I am saddened by the country's overall lack of support for greater and more ambitious space exploration and exploitation plans. There is a void that is going to be in the hearts of many of us for years to come. There will be others out there, attempting to repeat what we have already done as a nation, but it just won't be the same.
The Ansari X-Prize was an uplifting moment when Spaceship One and the White Knight launched the first successful sub orbital flight of a civilian enterprise in space. Space isn't cheap. Space is dangerous, no matter how easy they make it look on Battlestar Galactica, Star Trek or any other number of space related shows over time.

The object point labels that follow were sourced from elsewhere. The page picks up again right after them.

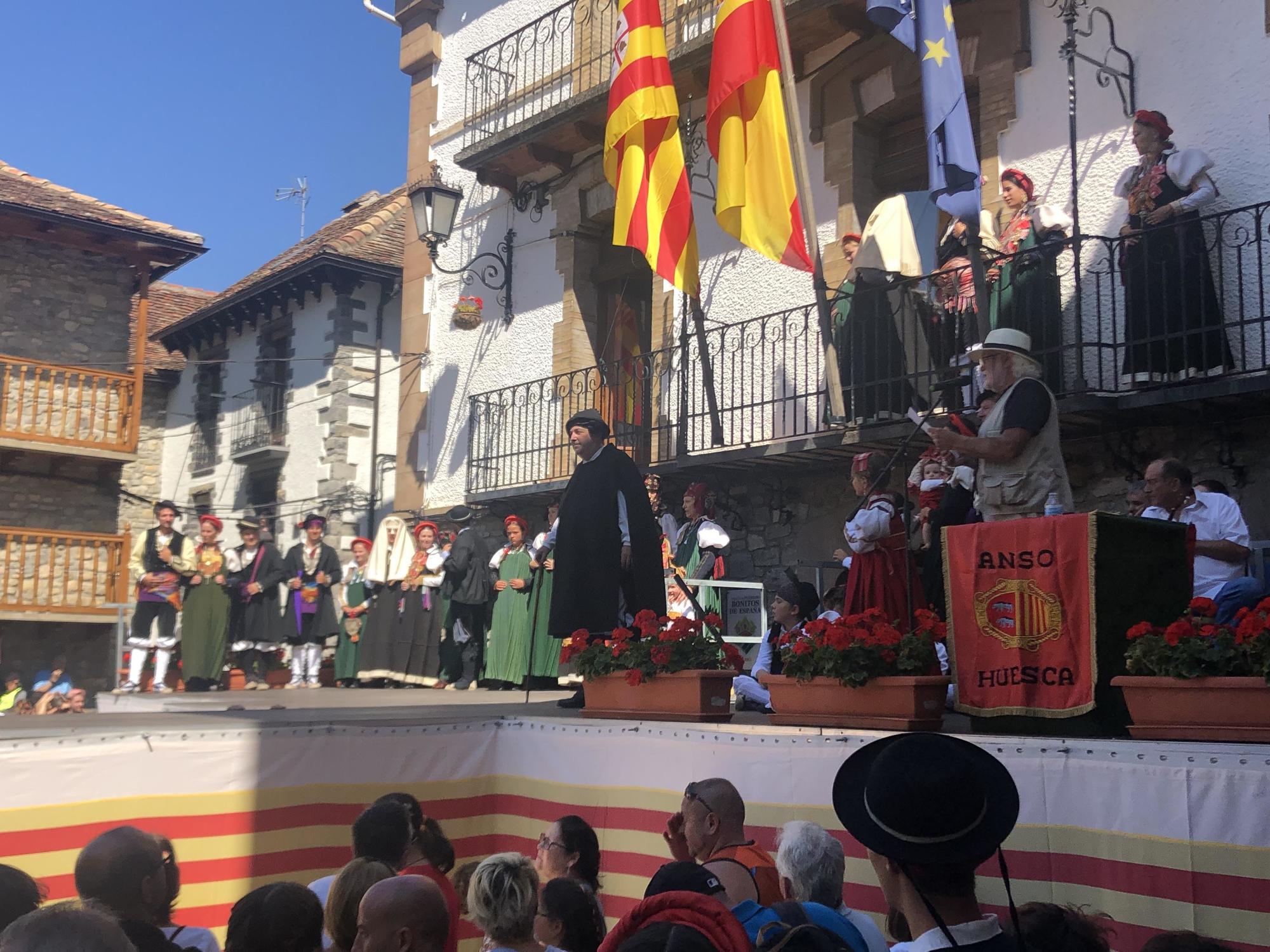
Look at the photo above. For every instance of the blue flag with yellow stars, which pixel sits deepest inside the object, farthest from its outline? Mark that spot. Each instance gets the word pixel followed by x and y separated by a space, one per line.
pixel 926 27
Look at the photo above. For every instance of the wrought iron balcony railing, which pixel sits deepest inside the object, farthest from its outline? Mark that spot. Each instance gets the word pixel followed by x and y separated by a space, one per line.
pixel 261 423
pixel 559 56
pixel 63 573
pixel 67 409
pixel 1169 307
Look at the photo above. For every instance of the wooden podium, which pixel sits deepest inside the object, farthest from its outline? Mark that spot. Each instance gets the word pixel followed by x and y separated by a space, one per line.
pixel 1038 614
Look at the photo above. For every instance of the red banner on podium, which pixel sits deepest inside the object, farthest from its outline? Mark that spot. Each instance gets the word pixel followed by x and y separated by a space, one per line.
pixel 1020 598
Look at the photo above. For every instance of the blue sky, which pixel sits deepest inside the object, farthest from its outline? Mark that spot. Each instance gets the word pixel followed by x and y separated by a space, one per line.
pixel 194 112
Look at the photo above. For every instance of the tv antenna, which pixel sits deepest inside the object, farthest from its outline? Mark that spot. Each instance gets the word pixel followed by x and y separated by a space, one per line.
pixel 299 195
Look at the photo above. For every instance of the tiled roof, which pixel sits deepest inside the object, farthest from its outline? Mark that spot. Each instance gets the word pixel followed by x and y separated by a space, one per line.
pixel 374 233
pixel 168 305
pixel 26 190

Does that mean we shouldn't be attempting to conquer it's dangers? I say, "No." Look at what we got in terms of benefits from the first long term space program.
Your LCD screens, your computers (even inside your telephones,) the materials that make your tools lighter, stronger and still more durable to the elements, medical breakthroughs, materials science, recycling, filtration and purification methods -- all of these directly benefitted from the space program's focus on making space reachable.
Every ounce they shaved off materials, every article that could withstand the rigors of space, every thing they had to learn to keep people alive in a small closed loop environment for days on end made the space program work. All these things made life better here on earth, or at least provided us with the opportunity to capitalize on that to do so.
More than anything else, the space program generated something no other program has done before or since: It provided us a place to dream up the impossible; and then show the world that it's not impossible, just something a determined and inventive mind can do if there is the will to commit to it and succeed. It was the ultimate, "Can Do," achievement this world has seen. It gave people hope and faith that we can solve any problem if we set our will to it.
I bid a fond and tearful farewell to our shuttle system. It is tearful for two reasons. The first reason is that I don't see a replacement program waiting in the wings and so it makes me sad. The other is a tear of pride in an accomplishment that this country can still hold up to the rest of the world and say, "See, we can do this!"
I applaud all space efforts, from any country. Currently China, Japan, India and Iran all have active space programs in their beginning phases. Russia is still in the game, though at an extreme economic disadvantage now. And we have Americans, Canadians and folks in Great Britain and Australia all working at private space activities to get us riding into orbit and hopefully beyond.
My personal dream of working and living in space is done. It never got off the ground. That doesn't mean I have given up on it or think it's never going to happen. My role today may be different than what I had hoped, but I will still champion pushing the limits of our knowledge, our technical knowhow, science, and the spirit of exploration, adventure and pioneering the edge of our abilities. If there are young out there who wish it, I will bequeath the excitement, the enthusiasm and the desire to go there, not because it's easy or cheap, but because it's not.
I leave you with the words of John F. Kennedy, speaking at Rice University in 1962:
"We choose to go to the moon. We choose to go to the moon in this decade and do the other things, not because they are easy, but because they are hard, because that goal will serve to organize and measure the best of our energies and skills, because that challenge is one that we are willing to accept, one we are unwilling to postpone, and one which we intend to win, and the others, too."